Response 2: Thank you for interesting comment, we also added brief discussion on this topic to the text: "According to Kang et al. [39], EVs can be broadly categorized based on their size: small-EVs are less than 100 nm, while large-EVs are typically greater than 200 nm. Our findings indicated that the majority of the EVs were classified as large-EVs. This raises a question whether different sizes of EVs could impact their biodistribution and the tumor-targeting ability of the nanoparticles. The review by Kang et al. reports that both small- and large-EVs are found at tumor sites. Specifically, small-EVs were detectable in tumors between 2 and 12 hours, as well as at 24 hours post-administration. In contrast, large-EVs were only detectable within the 2 to 12-hour window after injection. Tumors often have leakier vasculature compared to healthy blood vessels and impaired lymphatic drainage, which facilitates easier passage of nanoparticles into the tumor interstitium and results in higher retention within tumor tissue. Since EVs are comparable in size to liposomes and other nanoparticles, it is plausible that their accumulation in tumors occurs through similar mechanisms. Therefore, EV size does not appear to significantly influence their biodistribution.  Also, the size of EVs probably will not affect the tumor targeting capability of the AuNPs.

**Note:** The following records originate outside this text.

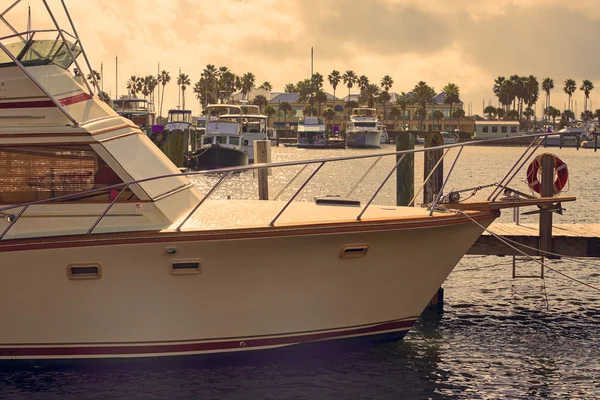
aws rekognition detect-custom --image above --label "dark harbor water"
[0,147,600,399]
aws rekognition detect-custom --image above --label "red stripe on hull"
[0,319,416,358]
[0,93,92,109]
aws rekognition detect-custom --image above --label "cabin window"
[0,145,137,204]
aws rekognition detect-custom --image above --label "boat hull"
[346,131,382,148]
[185,146,249,171]
[0,214,497,363]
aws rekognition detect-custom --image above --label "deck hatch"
[67,264,102,280]
[171,260,201,275]
[340,244,369,258]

This statement is supported by our findings that the recognition of the target cells is determined mainly by the EVs tropism and the targeting molecules on the AuNP surface may play a role in higher EVs uptake into parental cells only (see data below)."

 

Comment 3: The size and distribution of EVs after encapsulating AuNPs should be studied to evaluate the influence of AuNPs on the properties of EVs. 

Response 3: The size of empty EVs and EVs loaded with the AuNPs was not remarkably different as shown in Table 2. Also, as mentioned above, the EVs biodistribution might not be affected so much (Reference 39). Yet, still the AuNPs influence on EVs properties is a very interesting and rather complex topic, suitable for its own study. Another data from the current study, namely proteome analysis, support the hypotheses of other groups that the AuNPs change protein composition of the EVs. It is likely we find more such AuNPs-mediated changes in EVs composition and maybe even structure or function. The interactions between bioproduced AuNPs and biointerface e.g. EVs is a complex topic for separate study so we did not involve it in our current manuscript.

 

Comment 4: The in vivo biodistribution of nanoparticles should be studied.

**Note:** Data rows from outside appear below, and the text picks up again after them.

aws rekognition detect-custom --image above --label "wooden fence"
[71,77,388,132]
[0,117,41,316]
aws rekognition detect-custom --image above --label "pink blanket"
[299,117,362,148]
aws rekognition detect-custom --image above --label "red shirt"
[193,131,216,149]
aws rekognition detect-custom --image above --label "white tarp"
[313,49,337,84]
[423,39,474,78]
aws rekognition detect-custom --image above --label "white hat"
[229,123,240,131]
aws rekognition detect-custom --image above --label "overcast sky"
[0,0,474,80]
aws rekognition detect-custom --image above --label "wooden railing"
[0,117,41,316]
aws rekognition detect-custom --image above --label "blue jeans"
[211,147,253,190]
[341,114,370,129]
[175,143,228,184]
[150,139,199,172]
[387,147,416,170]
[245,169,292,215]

Response 4: Yes, the biodistribution of EV-loaded AuNPs in vivo has not been extensively checked in this study. In our previous report, we checked the infiltration of the AuNPs to the tumor tissue after peritumoral application in vivo (Reference 39). The AuNPs were able to enter the tumor cells and were seen in the cytoplasm, endosome, late endosome, or lysosome, and even in the mitochondria and endoplasmic reticulum (ER). The current study was focused primarily on a proof-of-concept to load the AuNPs-cargo into EVs and deliver it into parental tumor cells in vivo.


Comment 5: To study the tumor targeting capability of Au NP loaded EVs, the content of nanoparticles in the tumor should be deeply studied.

Response 5: We agree that larger in vivo studies are needed to characterize the efficacy of the targeting. As mentioned above, the current study focused on feasibility of targeted transportation of AuNPs by EVs and first we aimed for assays proving the function of transported short inhibitory RNAs.

Round 2

Reviewer 3 Report

Comments and Suggestions for Authors

The manuscript is improved significantly. Good luck 

Reviewer 4 Report

Comments and Suggestions for Authors

The authors have made adequate revision and the manuscript can be accepted.